Skype's introduction of its own supernodes hasn't changed the underlying nature of its P2P architecture, in which supernodes simply allow users to find one another, the company's Gillett said in response to the Expertmiami report. The move to supernodes improves scalability, performance and availability of the Skype service, and calls do not pass through supernodes.
Supernodes and Security
If Skype should move to a proxy model with all traffic flowing through supernodes, "it would make it easier for bad actors of all flavors," NSS Labs' Patak said. That's "not because the keys are easier to find [but] because all the targets would pass through a central choke point."
However, because this approach would probably cause "major performance problems," it's not likely the route Skype is taking, he added.
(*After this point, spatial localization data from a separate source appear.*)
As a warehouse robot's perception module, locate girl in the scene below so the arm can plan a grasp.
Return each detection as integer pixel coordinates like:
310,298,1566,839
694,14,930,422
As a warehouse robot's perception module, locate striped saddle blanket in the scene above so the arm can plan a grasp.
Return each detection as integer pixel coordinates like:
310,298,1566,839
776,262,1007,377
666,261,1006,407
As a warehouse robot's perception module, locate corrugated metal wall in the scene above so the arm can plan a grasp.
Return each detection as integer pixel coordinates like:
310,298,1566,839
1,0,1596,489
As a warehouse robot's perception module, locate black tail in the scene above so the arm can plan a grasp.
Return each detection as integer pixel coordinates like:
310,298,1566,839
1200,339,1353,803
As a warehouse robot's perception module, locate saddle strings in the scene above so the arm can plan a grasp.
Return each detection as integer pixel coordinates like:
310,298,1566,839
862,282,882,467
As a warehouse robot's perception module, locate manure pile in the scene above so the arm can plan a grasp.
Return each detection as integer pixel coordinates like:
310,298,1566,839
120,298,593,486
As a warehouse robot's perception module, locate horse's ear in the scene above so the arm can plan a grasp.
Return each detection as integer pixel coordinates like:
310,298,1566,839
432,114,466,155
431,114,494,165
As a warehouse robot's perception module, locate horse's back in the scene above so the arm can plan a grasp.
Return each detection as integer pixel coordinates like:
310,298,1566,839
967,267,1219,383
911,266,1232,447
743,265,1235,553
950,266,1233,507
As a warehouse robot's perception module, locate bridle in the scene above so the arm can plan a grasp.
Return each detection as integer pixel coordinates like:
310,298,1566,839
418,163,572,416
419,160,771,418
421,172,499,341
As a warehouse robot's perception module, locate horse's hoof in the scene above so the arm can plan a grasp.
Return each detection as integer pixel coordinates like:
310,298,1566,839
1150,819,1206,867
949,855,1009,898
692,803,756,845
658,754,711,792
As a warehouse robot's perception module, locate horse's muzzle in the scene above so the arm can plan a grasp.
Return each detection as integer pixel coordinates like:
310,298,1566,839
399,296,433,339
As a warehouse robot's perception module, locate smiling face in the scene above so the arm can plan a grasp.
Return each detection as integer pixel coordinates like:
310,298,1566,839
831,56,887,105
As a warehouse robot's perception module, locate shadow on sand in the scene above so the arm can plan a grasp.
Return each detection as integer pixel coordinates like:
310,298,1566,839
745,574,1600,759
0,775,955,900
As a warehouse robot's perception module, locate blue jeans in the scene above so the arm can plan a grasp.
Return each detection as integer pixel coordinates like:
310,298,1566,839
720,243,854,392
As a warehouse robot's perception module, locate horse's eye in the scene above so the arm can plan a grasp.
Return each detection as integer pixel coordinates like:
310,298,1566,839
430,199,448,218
Further, "there's no reason to believe that some hackers can't already break in and intercept communications," Randy Abrams, director of research at NSS Labs, told TechNewsWorld. "If you're not acting with this assumption, then you aren't thinking about security properly."
The fuss over the supernodes possibly making it easier to monitor communications over Skype could be a tempest in a teapot.
"The real question is, should you really be concerned about this level of security?" Tirias Research's McGregor asked. "Are you and your company doing anything that would warrant this level of security? With the amount of proprietary or secure information that's being passed through open email channels today, voice communications over Skype should be the least concern of individuals or companies."